Has anyone done testing on a mechanical drive of this size regarding performance with these different configurations?
Until a few months ago I had multiple mechanical HDs connected to my M1 Mac Studio and the Finder lag was horrible…and I suspected the "access" time (or "seek" or whatever it's called) of each drive was the culprit.
Were you filesystems APFS or HFS+?
Also were you running Sonoma?
I'm wondering if that access delay is different for APFS vs. HFS+.
In general HFS+ is better optimized for HDD. This includes data structures that keep data commonly accessed together close together on the disk and allocation algorithms designed to minimize fragmentation (which leads to more non-sequential access/random seeks which are orders of magnitude slower on HDD). All else being equal I would avoid APFS on HDD.
On the other hand, there have been reports that Sonoma, Finder in particular, has gotten slower with very large folders. This may be most visible with HDD.
Would multiple HFS+ partitions be slower than one partition?
If accessing one file at a time or working entirely within one folder, performance would likely be the same.

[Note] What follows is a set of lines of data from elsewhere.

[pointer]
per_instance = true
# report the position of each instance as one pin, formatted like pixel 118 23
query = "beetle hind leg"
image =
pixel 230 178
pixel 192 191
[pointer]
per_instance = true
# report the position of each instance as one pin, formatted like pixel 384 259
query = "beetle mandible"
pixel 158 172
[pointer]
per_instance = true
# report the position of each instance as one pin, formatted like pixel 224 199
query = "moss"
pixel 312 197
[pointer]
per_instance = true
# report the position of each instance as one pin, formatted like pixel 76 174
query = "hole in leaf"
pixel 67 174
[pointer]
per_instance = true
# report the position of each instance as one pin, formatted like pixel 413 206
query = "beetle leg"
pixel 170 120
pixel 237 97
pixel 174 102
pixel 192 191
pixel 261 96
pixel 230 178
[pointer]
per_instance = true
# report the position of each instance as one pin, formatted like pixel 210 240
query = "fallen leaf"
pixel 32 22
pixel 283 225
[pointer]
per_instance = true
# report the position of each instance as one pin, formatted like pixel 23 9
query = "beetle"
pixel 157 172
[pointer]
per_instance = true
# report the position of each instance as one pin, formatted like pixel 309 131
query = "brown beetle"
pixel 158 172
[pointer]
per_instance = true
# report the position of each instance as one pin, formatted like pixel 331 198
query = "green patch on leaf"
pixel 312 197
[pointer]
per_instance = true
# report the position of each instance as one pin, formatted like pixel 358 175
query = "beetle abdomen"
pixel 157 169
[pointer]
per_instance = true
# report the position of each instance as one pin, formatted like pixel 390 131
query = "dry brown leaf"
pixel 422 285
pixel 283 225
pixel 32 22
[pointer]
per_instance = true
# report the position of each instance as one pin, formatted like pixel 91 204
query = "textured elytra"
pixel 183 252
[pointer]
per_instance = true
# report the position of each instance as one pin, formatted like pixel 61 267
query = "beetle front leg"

However, if one partitions an HDD into multiple partitions and then simultaneously accesses files from each partition, the HDD would have to seek to each partition to access each file. As the partitions force a certain distance between locations on the disk, it is likely this would lead to more and larger seeks than accessing the same files all on one partition. That is it would likely be slower.
It would be a unique situation that many small HFS+ partitions would be faster than one large HFS+ all else being equal.
In theory there may be a slight benefit to partition an HDD around it's "speed zones" if one didn't need all the capacity online at the same time. In general the "outer edge" (typically the beginning) of an HDD is somewhat faster than the "inner edge" (typically the ending).
So in theory, one could partition the first 2 / 14 TB for active use, the middle 10 TB for archive, and not use the last 2 TB. I/O to that 2TB active partition would focus I/O on the faster parts of the disk and reduce average seek times. Not sure how significant this would be practice and therefore worth the complexity. I would test/benchmark before committing to this.
How about multiple volumes versus one on APFS?
My guess is that creating multiple volumes in one APFS container is likely to lead to more fragmentation which is likely to get real slow in the context of an HDD. I would avoid all else being equal.